Calm week, much more to come the next one


Polish Zloty (EUR/PLN) – what about that 4.23?

After a couple of weeks of increased volatility, these last couple of days were rather calm on the emerging markets’ currencies. The Zloty market remained stable as the movements on the EUR/USD eased down. From the local economy we had two important macroeconomic publications: retail sales in September (yearly basis) increase by 1.6% while the unemployment rate declined (from 11.7%) to 11.5%. The readings were not far from expectations and the market could not react to those. What is worth mentioning, the minutes from the last MPC minutes indicated that the majority of members expect another interest rate cut on the November meeting. That actually meets analysts expectations and the PLN market should be discounting this move. It would fit in the general view of Marek Belka, MPC’s governor, that the central bank will act if the economic situation does not improve. I do not expect it will so maybe the government should consider easing not only monetary but also fiscal policy? I guess I am asking for too much. The direction of the PLN next week will be determined by the movements of the USD and global stock markets as we are not expecting any important macro publications from the local economy. So far today the PLN has been regaining some ground after Belka’s statement that the Zloty is currently undervalued.

Looking at the EUR/PLN daily chart we see the market was really static this past week. The Zloty moved in a narrow 4.21 – 4.23 range with rather low volume. What can happen next? The resistance of 4.23 has sustained the attacks for a second week in a row so it seems the market could be losing some power. If broken though, it can trigger a quick upward move towards 4.26. On the other hand, if PLN buyers take over, the corrective movement should take the EUR/PLN back to 4.20 and eventually even lower towards 4.17.

EURPLN
Pic.1 EUR/PLN D1 source: xStation


Hungarian Forint (EUR/HUF) – weak interest in the Forint market

Hungary’s Government Debt Management Agency (ÁKK) has witnessed such small demand for its 12-month discount Treasury-bills at its biweekly auction on Thursday that it decided not to allot any of the bills. The only time it had to scrap an auction for lack of demand was at the end of October 2011 after the announcement of the early FX mortgage repayment scheme. Furthermore, the ruling party, Fidesz, said it would propose amendments to be made to a bill on the introduction of a new Internet tax service that providers should pay in proportion to data traffic. After all this cloudy news, the Forint started this week in negative territory against the Euro as we expected last week. What is more important, the NBH interest rate decision is coming up next week so the Euro bulls could bring up the EUR/HUF exchange rate again.

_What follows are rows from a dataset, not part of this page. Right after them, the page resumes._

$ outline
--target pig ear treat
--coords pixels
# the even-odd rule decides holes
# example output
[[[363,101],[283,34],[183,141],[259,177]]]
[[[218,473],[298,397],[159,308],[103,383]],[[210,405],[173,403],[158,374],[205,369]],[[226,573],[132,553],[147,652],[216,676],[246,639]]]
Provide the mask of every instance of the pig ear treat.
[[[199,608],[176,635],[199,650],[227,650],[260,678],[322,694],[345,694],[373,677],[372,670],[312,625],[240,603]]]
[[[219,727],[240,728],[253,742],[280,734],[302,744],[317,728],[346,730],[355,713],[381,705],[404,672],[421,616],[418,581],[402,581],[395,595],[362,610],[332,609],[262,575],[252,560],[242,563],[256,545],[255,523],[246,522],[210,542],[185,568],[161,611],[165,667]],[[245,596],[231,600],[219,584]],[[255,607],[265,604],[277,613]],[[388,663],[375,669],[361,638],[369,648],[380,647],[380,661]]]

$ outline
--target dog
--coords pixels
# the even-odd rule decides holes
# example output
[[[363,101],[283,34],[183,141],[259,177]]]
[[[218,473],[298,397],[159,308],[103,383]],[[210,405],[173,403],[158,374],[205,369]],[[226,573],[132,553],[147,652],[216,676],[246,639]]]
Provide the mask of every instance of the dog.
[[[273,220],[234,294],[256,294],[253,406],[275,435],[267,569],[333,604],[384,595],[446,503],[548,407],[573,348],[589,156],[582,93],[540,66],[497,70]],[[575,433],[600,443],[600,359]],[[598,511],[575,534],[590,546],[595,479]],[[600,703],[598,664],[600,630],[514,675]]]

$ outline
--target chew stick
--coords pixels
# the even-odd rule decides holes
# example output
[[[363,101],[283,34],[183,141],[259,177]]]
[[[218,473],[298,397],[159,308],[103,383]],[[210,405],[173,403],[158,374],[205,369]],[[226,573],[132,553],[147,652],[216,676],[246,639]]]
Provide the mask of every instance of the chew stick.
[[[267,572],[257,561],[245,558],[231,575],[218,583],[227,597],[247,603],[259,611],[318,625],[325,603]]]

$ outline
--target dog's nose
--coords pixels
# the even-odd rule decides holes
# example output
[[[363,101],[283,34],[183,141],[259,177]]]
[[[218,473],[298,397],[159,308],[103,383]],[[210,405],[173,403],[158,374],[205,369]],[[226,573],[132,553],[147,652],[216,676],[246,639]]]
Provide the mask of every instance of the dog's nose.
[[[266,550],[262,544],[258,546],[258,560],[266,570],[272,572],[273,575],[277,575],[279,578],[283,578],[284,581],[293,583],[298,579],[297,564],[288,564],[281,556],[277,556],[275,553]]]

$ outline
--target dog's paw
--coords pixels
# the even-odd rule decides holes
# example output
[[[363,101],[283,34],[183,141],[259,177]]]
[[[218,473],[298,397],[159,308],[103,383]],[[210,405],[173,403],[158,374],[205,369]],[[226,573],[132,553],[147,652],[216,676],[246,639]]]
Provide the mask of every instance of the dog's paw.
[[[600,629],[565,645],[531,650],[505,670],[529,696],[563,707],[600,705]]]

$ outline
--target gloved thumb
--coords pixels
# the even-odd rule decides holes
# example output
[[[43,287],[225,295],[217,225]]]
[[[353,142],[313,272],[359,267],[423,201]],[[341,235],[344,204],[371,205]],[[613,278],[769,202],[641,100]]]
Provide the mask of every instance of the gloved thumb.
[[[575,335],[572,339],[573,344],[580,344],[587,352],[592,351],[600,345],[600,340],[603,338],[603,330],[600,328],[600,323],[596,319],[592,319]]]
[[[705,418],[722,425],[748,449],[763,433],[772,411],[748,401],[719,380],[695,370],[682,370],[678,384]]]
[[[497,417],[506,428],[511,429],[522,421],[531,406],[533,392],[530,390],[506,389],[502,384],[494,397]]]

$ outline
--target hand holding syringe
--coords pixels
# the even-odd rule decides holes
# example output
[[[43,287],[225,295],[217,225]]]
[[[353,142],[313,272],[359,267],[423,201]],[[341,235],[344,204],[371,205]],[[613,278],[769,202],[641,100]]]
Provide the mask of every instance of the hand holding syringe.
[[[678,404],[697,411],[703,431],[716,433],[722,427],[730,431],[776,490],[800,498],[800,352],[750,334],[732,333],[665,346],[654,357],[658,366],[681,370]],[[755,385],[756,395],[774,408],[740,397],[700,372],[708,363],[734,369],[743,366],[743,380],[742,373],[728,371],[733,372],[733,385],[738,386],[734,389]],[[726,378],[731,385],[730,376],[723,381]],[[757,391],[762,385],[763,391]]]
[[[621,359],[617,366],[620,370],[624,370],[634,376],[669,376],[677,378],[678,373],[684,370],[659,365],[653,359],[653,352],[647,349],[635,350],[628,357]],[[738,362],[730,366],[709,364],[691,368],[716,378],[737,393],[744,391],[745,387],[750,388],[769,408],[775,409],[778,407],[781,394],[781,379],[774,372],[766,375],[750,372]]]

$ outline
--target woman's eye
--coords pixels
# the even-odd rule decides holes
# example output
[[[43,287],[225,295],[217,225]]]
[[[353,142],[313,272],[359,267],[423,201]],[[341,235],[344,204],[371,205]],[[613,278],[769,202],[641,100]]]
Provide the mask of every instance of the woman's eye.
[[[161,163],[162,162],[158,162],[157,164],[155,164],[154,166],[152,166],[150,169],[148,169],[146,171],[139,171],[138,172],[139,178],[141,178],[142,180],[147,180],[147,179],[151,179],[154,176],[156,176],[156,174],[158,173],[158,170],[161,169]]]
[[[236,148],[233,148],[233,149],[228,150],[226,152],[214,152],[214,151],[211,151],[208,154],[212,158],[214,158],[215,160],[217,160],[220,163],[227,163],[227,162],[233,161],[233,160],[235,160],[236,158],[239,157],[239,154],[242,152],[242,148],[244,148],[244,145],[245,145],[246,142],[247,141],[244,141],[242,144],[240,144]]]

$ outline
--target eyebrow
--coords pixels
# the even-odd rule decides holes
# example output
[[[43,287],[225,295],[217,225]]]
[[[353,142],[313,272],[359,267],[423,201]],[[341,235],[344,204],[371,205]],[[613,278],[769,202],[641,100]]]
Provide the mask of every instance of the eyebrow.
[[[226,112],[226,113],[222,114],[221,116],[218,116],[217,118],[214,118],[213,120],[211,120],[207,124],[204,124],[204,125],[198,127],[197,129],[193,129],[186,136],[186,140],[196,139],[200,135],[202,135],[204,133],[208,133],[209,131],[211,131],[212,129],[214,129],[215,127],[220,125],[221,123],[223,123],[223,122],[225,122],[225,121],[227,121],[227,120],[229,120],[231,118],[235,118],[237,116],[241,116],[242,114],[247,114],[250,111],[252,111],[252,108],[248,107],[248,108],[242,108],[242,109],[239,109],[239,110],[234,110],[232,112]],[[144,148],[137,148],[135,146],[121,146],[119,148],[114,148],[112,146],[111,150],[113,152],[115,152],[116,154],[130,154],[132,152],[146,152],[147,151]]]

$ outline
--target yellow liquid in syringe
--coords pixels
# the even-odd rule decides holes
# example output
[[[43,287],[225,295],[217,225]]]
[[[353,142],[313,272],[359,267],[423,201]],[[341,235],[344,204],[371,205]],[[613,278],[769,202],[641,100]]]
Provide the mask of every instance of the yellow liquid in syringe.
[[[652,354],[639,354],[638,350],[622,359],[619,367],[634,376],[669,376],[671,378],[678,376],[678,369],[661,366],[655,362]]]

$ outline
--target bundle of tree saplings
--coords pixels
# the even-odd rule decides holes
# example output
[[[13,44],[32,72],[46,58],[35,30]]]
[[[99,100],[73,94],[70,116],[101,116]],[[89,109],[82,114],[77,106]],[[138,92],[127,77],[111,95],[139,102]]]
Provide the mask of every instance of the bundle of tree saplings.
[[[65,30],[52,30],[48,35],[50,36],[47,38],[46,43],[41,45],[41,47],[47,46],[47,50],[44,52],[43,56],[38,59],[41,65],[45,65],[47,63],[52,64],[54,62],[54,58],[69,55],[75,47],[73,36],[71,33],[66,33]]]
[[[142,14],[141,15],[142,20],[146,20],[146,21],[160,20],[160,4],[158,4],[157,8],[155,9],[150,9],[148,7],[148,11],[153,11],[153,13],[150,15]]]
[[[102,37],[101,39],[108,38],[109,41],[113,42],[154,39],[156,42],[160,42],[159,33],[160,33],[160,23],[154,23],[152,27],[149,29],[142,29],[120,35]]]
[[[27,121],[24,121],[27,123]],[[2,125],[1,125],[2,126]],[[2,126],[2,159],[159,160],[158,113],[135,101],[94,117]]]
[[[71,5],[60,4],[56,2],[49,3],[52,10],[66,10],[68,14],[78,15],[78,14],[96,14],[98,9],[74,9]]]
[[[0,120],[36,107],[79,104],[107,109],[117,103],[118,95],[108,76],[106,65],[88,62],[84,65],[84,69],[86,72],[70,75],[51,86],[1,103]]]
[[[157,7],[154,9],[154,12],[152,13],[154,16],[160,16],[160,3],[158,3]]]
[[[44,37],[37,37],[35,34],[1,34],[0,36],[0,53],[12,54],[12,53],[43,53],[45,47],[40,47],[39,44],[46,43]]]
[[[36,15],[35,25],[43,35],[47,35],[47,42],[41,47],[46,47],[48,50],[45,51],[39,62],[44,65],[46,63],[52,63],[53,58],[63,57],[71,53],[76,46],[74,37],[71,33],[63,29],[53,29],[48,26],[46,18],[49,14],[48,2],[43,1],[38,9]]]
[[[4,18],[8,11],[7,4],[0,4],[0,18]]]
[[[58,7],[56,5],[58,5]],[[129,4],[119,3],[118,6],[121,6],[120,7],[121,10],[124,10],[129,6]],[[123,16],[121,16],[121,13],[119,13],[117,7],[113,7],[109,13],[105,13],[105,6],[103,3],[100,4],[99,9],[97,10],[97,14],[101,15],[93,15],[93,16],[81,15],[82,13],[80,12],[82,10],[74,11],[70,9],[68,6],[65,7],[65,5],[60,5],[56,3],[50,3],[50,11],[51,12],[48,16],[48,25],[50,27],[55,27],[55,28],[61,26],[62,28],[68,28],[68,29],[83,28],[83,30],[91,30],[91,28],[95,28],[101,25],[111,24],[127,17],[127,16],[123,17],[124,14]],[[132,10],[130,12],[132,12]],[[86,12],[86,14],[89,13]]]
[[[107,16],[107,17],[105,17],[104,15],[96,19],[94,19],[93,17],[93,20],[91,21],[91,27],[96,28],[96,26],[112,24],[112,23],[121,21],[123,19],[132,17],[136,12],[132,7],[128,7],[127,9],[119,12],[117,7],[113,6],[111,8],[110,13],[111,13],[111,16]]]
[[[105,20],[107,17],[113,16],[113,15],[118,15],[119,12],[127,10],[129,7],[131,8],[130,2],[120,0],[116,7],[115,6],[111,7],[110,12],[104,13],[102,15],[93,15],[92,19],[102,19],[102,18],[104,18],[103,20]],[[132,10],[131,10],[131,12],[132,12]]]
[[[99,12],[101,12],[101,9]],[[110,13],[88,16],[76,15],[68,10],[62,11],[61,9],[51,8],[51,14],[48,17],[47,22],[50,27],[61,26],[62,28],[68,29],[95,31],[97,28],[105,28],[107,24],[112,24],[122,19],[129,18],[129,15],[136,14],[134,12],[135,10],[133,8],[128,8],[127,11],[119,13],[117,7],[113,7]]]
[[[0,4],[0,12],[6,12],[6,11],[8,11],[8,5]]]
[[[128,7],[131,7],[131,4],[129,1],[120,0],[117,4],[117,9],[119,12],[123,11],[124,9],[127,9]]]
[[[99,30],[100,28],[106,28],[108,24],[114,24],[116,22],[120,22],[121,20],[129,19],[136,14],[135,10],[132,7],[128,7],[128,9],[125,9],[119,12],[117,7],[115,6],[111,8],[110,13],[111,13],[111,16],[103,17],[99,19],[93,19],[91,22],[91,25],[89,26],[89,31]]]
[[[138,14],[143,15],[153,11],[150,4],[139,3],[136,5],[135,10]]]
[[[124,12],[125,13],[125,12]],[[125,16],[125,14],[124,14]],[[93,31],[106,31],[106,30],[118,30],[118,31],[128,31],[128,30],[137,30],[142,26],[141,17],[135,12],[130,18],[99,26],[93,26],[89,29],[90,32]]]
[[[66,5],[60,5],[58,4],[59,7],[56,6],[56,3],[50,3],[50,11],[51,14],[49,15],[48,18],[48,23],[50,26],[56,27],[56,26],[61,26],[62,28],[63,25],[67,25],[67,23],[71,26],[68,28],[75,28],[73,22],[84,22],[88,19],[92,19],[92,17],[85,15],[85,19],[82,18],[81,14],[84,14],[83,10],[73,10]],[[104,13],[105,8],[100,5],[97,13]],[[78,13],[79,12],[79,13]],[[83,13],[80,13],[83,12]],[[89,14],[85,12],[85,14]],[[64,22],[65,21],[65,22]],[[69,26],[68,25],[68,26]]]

Technically, there is space for the EUR/HUF to trade higher than currently. Only the 309.50 resistance could save the Forint from a larger depreciation. We are expecting a little pull back at the 61.8% Fibo retracement level but a lot depends on the Monetary Policy Council. If the Hungarian Central Bank cuts rates again, the 312 level could be the target for next week.

EURHUF

Pic.2 EUR/HUF H4 source: Metatrader

Romanian Leu (EUR/RON) – Realignment silently favored by the NBR


The RON has been (painfully) slowly moving lower versus the Euro, readjusting as the investors felt more uneasy about the shifts in the political scene before and mostly after the presidential elections (on 2nd  of November) and some worries over the medium term growth. As the Eurozone, the main commercial partner is feeling the pinch, Romania needs a boost of the currency advantage in order to remain competitive, at least that is what the markets seems to have understood from the NBR’s guidance. There is also the lingering risk of the winter gas crunch” approaching. In case the flow from Russia decreases, the country is forced to be less generous with gas from the internal production towards the local industry. This issue is however less stringent than in most othe CEE countries, as Romania has its own large production.The Leu may be again on the defensive next week, especially if the previous 4.42 ceiling becomes the new floor, with EURRON advancing in small steps.

The technical view provides another uptrend interpretation of the ”original” breakout out of the triangle. We view the market reluctantly moving higher, with an important test at the 4.4315 local high, that once broken may lead up to a push further towards 4.44 and then 4.4525. While this is our baseline scenario, a breach of the uptrend line would change the picture to a sideways move (again), with the novelty of having the new defining lines around 4.40 and 4.43.